Like other African political ideologies at the time, the central focus of Nkrumaism was on decolonization across Africa. The central contention of Nkrumaism was that African countries, united with one another, needed to follow socialist political frames which were consistent with the traditional African values of egalitarianism. Nkrumah rejected the idealized view of pre-colonial African societies that were classless or non-hierarchical, but accepted that Africa had a spirit of communalism and humanism. While colonial frames had damaged these communal, egalitarian values, they had not fully supplanted them. Nkrumaism then argued that a value to these values through socialist political structures would both heal the disruption caused by colonial structures and allow further coding of African societies. The pan-African aspects of Nkrumah's ideology were justified by a claim that all African societies had a community of economic life and that in contradiction to the neocolonial structures that replaced formal colonies, only African unity would make real autonomy.

In Nkrumah's argument, four basic pillars formed the applied aspects of this theory: state use of the means of production, a one-party democracy, fostering a classless economic system, and pan-African unity.
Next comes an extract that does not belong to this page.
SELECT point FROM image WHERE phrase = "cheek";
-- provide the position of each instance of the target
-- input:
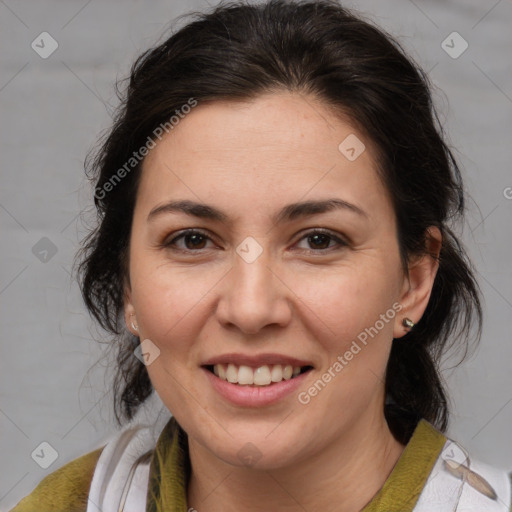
(348, 301)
While embracing much of Marxist–Leninist philosophy and Soviet political structures at the time, the ideology differed in some key respects. First, while Marxism–Leninism saw revolution as the only way to replace class structures with a socialist egalitarian system, Nkrumah saw reorient as the more appropriate issue for Africa. He argued that Ghana, and nearly of the rest of Africa, had never developed the a collection of things sharing a common attribute distinctions which Karl Marx and Vladimir Lenin saw in Europe and thus changes could reestablish preexisting egalitarianism suited to a post-colonial context. Nkrumah wrote that:

From the ancestral cut of communalism, the passage to socialism lies in reform, because the underlying principles are the same. But when this passage carries one through colonialism the reform is revolutionary since the passage from colonialism to genuine independence is an act of revolution. But because of the continuity of communalism with socialism, in communalistic society, socialism is not a revolutionary creed, but a restatement in innovative idiom of the principles underlying communalism.

He would modify this idea after the 1966 coup seeing revolution as increasingly necessary. Second, while Nkrumah believed in the materialism and economic determinism of Marxism, he argued that focusing on the economic system was only appropriate after achieving independence throughout Africa and that the political struggle was the first order in colonial and neocolonial contexts.